Israeli cabinet ministers on Sunday unanimously approved a bill to change the structure of the Tel Aviv Stock Exchange (TASE) to a for-profit entity. Finance Minister Moshe Kahlon last week said he would submit the bill to a cabinet vote.
TASE's members approved a demutualisation plan last year for Israel's bourse, which is struggling with falling trading volumes and a declining number of listed companies.
"This is process that will bring economic growth, strengthen the stock exchange and allow it to return to its rightful place as a central engine of growth of the Israeli economy," Kahlon said in a statement.
The move would also make Israel's stock exchange more competitive, enable it to cooperate with foreign exchanges and end Israeli banks' control over the exchange, he said.
The bill still needs parliamentary approval.

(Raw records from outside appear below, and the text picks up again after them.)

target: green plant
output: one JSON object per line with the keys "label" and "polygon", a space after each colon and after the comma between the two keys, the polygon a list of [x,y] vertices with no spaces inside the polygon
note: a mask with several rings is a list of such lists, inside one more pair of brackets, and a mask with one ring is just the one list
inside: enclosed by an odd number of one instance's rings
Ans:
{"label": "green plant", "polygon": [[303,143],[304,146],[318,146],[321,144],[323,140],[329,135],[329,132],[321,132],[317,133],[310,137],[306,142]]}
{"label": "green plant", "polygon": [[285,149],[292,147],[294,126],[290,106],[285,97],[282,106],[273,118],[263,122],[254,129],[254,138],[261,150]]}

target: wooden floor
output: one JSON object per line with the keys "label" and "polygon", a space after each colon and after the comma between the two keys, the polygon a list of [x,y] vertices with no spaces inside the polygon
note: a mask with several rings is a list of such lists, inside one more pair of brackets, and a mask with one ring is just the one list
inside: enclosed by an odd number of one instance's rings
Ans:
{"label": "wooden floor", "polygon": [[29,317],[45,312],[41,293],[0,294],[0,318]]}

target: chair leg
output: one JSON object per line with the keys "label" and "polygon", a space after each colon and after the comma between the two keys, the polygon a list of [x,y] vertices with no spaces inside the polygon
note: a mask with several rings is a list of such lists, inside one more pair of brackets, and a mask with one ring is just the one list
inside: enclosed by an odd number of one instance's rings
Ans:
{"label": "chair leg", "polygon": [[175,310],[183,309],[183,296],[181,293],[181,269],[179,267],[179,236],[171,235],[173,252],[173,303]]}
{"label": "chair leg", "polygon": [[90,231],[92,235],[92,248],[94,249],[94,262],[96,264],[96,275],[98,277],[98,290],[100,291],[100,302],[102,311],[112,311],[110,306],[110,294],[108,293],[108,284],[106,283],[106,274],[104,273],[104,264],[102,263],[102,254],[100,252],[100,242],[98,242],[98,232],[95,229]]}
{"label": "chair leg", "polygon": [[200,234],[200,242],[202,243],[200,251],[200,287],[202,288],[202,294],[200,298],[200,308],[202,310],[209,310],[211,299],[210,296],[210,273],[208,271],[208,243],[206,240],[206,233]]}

Under the plan, announced in 2014, member brokerages and Israeli and foreign banks including Citicorp, UBS and HSBC would become shareholders. It would also change the structure to a more modern exchange like in Western countries, where there is a separation between ownership and companies on the bourse.
Trading volumes this year have averaged 1.28 billion shekels
($333 million) a day, down from 1.45 billion in 2015 and well below 2 billion a day in 2010. The number of companies listed on the bourse has dropped by 200 over the past decade to 455.